Creating and Using XML-Based Internal Documents?
Richard Emberson asks: "Once again into the breech...or at least the ground floor in a new startup. This time around, I would like to have all of the Engineering
documentation internally online: a unified, internal, CVS-ed, web-based, development organization document tree covering the engineering process, methodology, coding standards, nightly build/test reports, FAQs, new hire information and help pages and the documentation for each project.
Recently I've written documentation (on Linux of course) using the Apache XML-stylebook tags, stylesheets, and Ant-base publishing - and I like it.
So my questions are: Has anyone done this and, if so, how were the links between documents managed?" Does your workplace use XML in its internal documentation? If so, how well does your system work, and what advice would you pass on to anyone else attempting something similar?
"If you start out with only one project (product), how do you structure it so that when new projects come into existence they can easily be integrated? Are there documentation templates out there upon which I can base the various development documents (like requirements, product development plan, design, coding walk-thru standards, etc.) and not have any of this swell too be so large that no one will be able to produce, maintain or read it?"

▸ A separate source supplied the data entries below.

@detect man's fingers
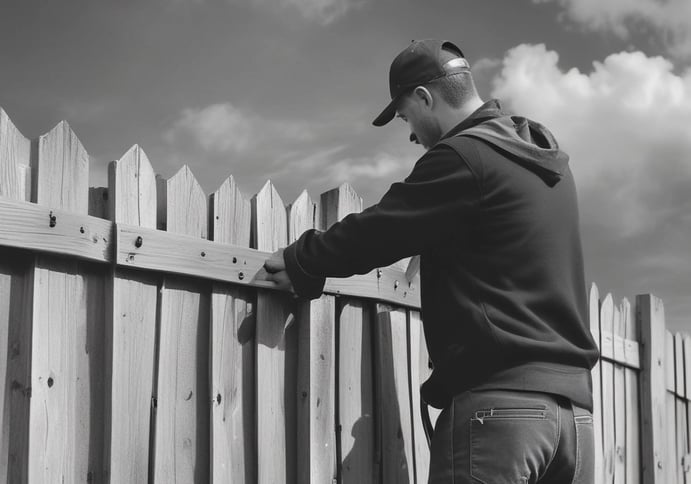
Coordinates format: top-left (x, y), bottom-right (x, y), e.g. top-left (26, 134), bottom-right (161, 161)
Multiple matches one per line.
top-left (264, 249), bottom-right (286, 272)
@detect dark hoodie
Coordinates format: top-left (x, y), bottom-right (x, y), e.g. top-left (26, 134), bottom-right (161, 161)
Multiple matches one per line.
top-left (284, 101), bottom-right (597, 409)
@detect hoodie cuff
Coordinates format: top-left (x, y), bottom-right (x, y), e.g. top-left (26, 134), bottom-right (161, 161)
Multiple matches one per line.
top-left (283, 240), bottom-right (326, 299)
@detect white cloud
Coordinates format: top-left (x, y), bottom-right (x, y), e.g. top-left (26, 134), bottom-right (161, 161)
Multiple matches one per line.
top-left (493, 45), bottom-right (691, 235)
top-left (274, 0), bottom-right (361, 25)
top-left (533, 0), bottom-right (691, 57)
top-left (164, 103), bottom-right (314, 154)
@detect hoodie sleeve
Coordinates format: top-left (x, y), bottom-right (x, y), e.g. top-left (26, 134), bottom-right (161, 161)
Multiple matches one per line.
top-left (284, 146), bottom-right (479, 298)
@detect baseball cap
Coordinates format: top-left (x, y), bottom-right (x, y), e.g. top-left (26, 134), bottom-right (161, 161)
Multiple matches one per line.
top-left (372, 39), bottom-right (470, 126)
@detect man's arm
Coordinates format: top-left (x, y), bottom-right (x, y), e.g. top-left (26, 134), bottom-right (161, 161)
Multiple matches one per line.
top-left (265, 147), bottom-right (479, 298)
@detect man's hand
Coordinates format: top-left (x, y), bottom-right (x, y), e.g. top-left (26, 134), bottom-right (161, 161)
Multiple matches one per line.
top-left (255, 249), bottom-right (295, 292)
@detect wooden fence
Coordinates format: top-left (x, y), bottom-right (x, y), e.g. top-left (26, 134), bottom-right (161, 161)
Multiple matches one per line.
top-left (0, 109), bottom-right (691, 484)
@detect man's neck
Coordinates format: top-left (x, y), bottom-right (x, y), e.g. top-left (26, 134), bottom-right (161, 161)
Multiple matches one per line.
top-left (439, 97), bottom-right (484, 137)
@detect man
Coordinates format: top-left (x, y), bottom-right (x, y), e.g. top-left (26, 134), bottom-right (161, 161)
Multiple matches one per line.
top-left (265, 40), bottom-right (597, 484)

Why not use DocBook it is XML based extendable what more could you ask?
Have Fun
It sounds to me like you're already a step ahead of the rest of the world, for the most part.

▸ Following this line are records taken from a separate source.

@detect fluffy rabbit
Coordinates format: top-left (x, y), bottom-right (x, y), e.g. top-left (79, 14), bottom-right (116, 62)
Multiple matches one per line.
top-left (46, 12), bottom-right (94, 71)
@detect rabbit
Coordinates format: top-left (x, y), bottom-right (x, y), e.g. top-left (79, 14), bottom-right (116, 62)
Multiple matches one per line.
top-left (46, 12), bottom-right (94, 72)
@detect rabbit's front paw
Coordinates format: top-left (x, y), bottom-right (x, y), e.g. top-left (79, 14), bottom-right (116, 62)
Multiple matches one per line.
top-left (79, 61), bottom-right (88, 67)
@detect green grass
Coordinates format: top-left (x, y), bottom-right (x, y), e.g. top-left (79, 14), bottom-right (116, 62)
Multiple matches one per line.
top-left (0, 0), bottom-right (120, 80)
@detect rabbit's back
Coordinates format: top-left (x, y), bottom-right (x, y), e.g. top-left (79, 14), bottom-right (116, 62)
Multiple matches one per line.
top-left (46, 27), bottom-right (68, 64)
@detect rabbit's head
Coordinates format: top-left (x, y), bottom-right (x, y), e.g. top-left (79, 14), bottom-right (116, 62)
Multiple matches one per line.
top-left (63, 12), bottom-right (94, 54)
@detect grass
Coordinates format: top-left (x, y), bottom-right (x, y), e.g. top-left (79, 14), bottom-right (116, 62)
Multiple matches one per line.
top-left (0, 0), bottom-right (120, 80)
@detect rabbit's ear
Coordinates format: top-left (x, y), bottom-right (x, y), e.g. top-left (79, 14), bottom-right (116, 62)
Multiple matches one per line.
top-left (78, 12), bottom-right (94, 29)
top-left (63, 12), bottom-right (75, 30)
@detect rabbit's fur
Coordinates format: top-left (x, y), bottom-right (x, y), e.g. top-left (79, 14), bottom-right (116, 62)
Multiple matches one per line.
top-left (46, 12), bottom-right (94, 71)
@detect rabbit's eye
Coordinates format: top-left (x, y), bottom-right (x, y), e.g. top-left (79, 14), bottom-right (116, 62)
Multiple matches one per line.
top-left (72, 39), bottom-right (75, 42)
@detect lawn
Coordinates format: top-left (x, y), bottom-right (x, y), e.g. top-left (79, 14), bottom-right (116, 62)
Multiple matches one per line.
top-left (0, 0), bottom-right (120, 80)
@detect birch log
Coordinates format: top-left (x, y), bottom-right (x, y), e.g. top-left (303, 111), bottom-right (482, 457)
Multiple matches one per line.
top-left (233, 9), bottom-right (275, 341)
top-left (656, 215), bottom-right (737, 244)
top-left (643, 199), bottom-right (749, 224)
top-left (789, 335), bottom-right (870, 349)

My workplace uses a hodge-podge of formats including "special" ASCII text files, Framemaker, HTML and Microsoft Word. Needless to say, it's a mess. No open, standard, consistent tools to examine all of our documentation. Yeah, you can grep HTML, but the others are a pain. And don't even think about automatic script language based conversion among these formats.
I suspect you're more advanced in your thinking than 90% of the places out there. Why not continue with your thinking and let the rest of us know what you decide?
"Provided by the management for your protection."
Have you considered zope? It is perfect for storing a document tree, it has strong support for XML, including an extension for DocBook and supposedly it integrates with Apache. Gives you also lots of options to format the
XML as Html.
We standardized all our early documentation on XML, and it's been working great. Admittedly we're using Perforce, not CVS, but we're doing something very similar to what you want to do.
All our documentation is in XML format, in a DTD that we defined. We then have XSLT transformation scripts that convert that documentation to HTML format, and scripts that automatically update our development intranet whenever changes get checked in, along with scripts that invoke javadoc and doxygen on all the code to convert that to HTML format. We're in the process of being able to convert the same documents to PDF format to be able to publish those same documents, in the same formatting, to pretty-formatted documents for printing.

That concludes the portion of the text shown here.